Bu Blogda Ara

13 Temmuz 2025 Pazar

BİR GARİP MAHLUKAT ŞU İNSANOĞLU

 

Benim bir Ulu Büyük Dedem vardı. Ömr-ü hayatım boyunca zaman zaman ondan feyiz alırım. Bunu kadim dostlarım ve eski okuyucularım gayet iyi bilirler. Hatta küçümseme edasıyla bazen bu senin fikrin mi yoksa Ulunun mu diye de sorarlar.

Ulu Büyük Dedem, bazen bir şeye hayret ettiğinde “bir garip mahlukat şu insanoğlu” derdi. Aslında bu lafının altında biraz da hayretten çok “fazla değer vermeye değmez” kabilinde bir küçümseme vardı.

Geçen gün bir arkadaşım bir şeylerden dem vurduğumda “sıkma canını, kalbini föltek tut” dediydi.

Onun da söylediği teselli kabilinden…

Yine bir arkadaşımla gecenin ilerlemiş bir vaktinde sohbetin derinliğine dalmışken “yahu aslında insanlar akıllı geçinen aptallar” dediğimde… Arkadaşım yerinden zıpladı “biraz ağır olmadı mı?”

Biraz ağır oldu olmasına da… Felsefe ilmi hakkında iki satır yazı okumamış birinin böyle bir kelam yumurtlaması olağan sayılmalı aslında.

Ama azizlerim,

Tarihin bilmem hangi devrinde, insan varlığının parmakla sayıldığı zamanlarda yaşamış Aristoları, Sokratesleri, Eflatunları bilmem kaç milyar insana hala referans oluyorsa haksız-mıyım yani.

İçinizden “ama bilimin bu denli gelişmesi insanoğluna hiç mi yaramadı, gelişmesine vesile olmadı?”

Diye sorduğunuzda,

“Size şu soruyu sormama müsaade edin” derim.

Cengiz Hanın oklarıyla şehirleri dümdüz edip insanları kan gölünde boğmasıyla, Hitler’in panzerleri ile yaptığının ya da Netanyahu’nun füzeleri ile yaptığı arasında ne gibi mantıksal fark var?

Kıt aklımla şu neticeye varıyorum,

İnsan molekülü yaratılıştan beri aynı. İşin tuhaf tarafı, üzerinde ne kadar çalışılırsa çalışılsın molekülün yapısı değişmiyor.
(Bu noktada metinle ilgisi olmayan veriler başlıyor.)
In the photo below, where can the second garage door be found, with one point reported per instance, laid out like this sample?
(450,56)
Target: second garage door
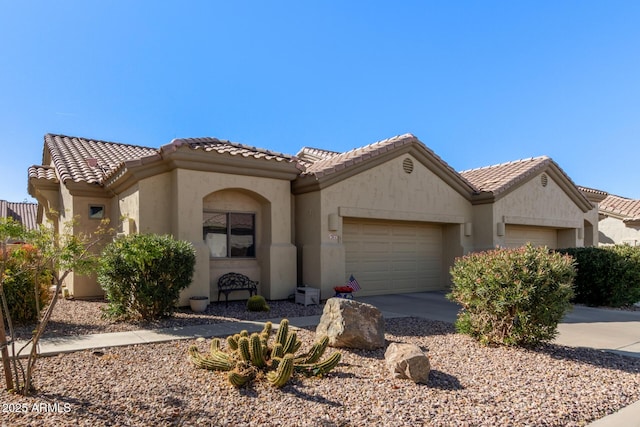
(393,256)
(520,235)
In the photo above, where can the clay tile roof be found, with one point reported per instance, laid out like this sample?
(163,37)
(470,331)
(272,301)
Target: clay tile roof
(628,208)
(81,159)
(592,191)
(498,178)
(25,213)
(43,172)
(330,164)
(228,147)
(312,155)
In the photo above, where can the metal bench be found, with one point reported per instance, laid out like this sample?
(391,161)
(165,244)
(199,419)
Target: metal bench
(230,282)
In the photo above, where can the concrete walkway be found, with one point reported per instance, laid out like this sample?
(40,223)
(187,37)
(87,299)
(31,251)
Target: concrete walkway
(608,330)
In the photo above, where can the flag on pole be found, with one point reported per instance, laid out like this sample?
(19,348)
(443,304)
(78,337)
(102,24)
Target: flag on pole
(353,283)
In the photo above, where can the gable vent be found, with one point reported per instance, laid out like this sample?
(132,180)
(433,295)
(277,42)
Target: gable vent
(407,165)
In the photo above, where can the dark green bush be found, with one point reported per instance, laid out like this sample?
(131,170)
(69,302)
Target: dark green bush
(512,296)
(143,274)
(606,276)
(20,285)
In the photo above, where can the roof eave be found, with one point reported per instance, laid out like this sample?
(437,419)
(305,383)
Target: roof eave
(185,157)
(314,182)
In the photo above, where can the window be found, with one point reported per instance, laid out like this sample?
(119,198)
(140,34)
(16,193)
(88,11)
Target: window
(230,234)
(96,211)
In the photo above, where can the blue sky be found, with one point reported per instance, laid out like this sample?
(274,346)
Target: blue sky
(479,82)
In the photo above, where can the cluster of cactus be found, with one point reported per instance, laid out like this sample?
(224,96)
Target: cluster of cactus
(250,356)
(257,303)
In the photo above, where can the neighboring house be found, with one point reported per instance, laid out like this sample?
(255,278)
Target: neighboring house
(619,220)
(531,200)
(24,213)
(392,213)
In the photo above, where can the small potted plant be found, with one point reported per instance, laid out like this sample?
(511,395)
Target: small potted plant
(198,303)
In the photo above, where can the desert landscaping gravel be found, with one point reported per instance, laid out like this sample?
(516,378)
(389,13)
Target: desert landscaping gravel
(469,385)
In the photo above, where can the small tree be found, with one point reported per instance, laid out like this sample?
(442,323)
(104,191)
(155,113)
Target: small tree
(60,253)
(9,230)
(512,296)
(143,274)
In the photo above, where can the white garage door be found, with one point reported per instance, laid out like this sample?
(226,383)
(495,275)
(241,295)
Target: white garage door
(393,256)
(520,235)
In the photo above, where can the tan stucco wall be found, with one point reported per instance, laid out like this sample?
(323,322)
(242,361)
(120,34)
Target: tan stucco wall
(276,255)
(383,192)
(84,286)
(614,231)
(535,205)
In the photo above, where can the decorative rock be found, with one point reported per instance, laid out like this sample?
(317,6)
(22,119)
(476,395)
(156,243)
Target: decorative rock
(407,361)
(352,324)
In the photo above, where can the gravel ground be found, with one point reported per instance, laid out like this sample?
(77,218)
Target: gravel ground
(82,317)
(469,385)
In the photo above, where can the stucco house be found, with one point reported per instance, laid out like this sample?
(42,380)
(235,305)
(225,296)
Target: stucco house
(23,212)
(392,213)
(619,220)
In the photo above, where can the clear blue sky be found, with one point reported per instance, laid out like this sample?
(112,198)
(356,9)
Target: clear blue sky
(479,82)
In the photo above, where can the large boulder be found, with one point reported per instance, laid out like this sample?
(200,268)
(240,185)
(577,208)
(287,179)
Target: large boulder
(352,324)
(407,361)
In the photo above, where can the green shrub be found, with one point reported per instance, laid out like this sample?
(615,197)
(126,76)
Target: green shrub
(19,285)
(606,276)
(257,303)
(143,274)
(512,296)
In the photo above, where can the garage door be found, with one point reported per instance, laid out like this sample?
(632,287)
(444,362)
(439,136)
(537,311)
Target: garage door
(520,235)
(393,257)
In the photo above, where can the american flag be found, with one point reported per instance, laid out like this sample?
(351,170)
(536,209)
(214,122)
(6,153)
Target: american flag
(353,283)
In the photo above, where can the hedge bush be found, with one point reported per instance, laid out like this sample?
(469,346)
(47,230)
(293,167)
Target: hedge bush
(606,276)
(142,275)
(20,285)
(512,296)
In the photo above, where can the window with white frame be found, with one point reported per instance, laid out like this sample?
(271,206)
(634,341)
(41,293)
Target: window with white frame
(230,234)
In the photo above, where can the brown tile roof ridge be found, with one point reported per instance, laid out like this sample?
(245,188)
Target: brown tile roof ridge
(341,161)
(592,190)
(629,208)
(42,172)
(227,147)
(311,154)
(500,177)
(89,160)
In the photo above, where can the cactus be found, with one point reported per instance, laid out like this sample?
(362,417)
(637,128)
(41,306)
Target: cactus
(257,352)
(280,376)
(290,343)
(215,346)
(277,350)
(232,342)
(283,331)
(246,356)
(243,349)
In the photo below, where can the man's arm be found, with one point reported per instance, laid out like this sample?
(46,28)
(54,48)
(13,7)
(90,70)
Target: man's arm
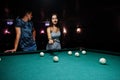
(34,34)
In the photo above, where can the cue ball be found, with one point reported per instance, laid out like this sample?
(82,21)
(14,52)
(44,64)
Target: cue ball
(41,53)
(83,52)
(102,60)
(69,52)
(55,58)
(77,54)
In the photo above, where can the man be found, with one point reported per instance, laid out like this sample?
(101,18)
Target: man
(25,34)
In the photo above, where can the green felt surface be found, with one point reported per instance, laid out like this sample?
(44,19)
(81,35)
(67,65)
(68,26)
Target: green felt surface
(69,67)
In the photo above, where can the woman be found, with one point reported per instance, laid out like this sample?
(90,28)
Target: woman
(53,33)
(25,34)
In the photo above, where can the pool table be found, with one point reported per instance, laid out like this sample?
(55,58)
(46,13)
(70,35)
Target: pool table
(31,66)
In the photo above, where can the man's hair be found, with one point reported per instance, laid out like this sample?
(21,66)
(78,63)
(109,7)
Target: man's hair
(24,12)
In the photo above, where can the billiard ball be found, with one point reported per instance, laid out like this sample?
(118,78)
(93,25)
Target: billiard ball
(83,52)
(41,54)
(102,60)
(69,52)
(77,54)
(55,59)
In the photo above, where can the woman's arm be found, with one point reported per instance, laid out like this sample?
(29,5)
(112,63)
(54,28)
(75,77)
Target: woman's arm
(49,36)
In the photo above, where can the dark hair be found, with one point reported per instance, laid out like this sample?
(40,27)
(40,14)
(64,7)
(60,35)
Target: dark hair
(58,24)
(24,12)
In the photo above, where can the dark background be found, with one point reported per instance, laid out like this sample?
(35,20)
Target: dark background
(99,20)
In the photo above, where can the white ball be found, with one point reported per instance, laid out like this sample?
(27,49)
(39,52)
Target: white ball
(55,58)
(41,53)
(83,52)
(69,52)
(102,60)
(77,54)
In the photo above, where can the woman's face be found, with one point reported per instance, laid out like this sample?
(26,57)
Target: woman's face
(54,19)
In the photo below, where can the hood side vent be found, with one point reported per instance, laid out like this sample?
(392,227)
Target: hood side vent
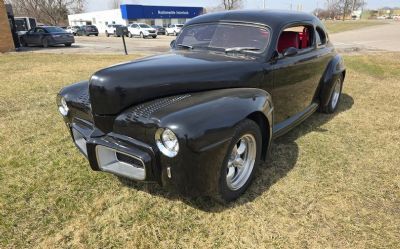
(145,110)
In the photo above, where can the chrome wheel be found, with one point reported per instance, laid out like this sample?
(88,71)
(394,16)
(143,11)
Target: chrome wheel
(336,93)
(241,162)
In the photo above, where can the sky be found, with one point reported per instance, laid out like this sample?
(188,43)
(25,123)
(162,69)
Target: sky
(308,5)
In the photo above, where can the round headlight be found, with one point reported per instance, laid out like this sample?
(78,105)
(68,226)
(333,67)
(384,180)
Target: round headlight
(167,142)
(63,108)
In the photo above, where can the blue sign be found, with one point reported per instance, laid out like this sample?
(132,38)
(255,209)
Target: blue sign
(133,11)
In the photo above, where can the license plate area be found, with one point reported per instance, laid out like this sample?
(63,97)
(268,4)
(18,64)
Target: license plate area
(119,163)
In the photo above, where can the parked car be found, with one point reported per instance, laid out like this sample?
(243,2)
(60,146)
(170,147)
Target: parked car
(112,29)
(87,30)
(159,29)
(47,36)
(72,29)
(201,118)
(173,29)
(141,30)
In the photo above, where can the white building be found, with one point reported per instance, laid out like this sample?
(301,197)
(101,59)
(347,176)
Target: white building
(129,13)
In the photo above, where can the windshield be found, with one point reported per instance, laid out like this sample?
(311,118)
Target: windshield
(145,26)
(54,30)
(225,36)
Değiştirilmeye çalışıldığında da o insan değil, başka bir şey oluyor.

Geçen gün bir yazıda okumuştum. İnsanın ürettiği yapay zekâ yalan söylemeye başlamış. Demek ki insanın huyu ona da bulaşmış.

Din alimleri buna ne tepki verirler bilemem, ama gerçek değil mi? Yüce yaradan bizi hizaya sokmak için sayısız peygamberler göndermiş. Demek ki molekül değişmeden bu iş olmayacak. Değişmeyeceğine göre…

Eskiden bir şeyler olur, dağ başındaki garip seneler sonra öğrenir, iş işten geçtiği içinde kabullenir “büyüklerimiz öyle takdir etmiş” derdi.

Şimdi öylemi…

Büyüklerimiz daha leb demeden leblebiyi midemize indiriyoruz. Yahu dur bakalım adam ne diyor? Demeden teorilerimizi sıralıyoruz. Büyüklerimiz de bu işi bildiğinden “dur bakalım ne olacak” diye koltuğuna kurulup kahvesini yudumluyor.

Yazım siyasete doğru kayıyor galiba,

Dedim ya… Dünya eski dünya değil diye. Trump’ın yellendiğini memleketin en ücra ağaç dibinde keyif çatan sağır Memed bile duyuyor. “Acaba kokusu nasıldı. Yediği fasulye Akkuş Fasulyesi miydi?” Yahu Akkuş Fasulyesi Amerika’da ne arasın?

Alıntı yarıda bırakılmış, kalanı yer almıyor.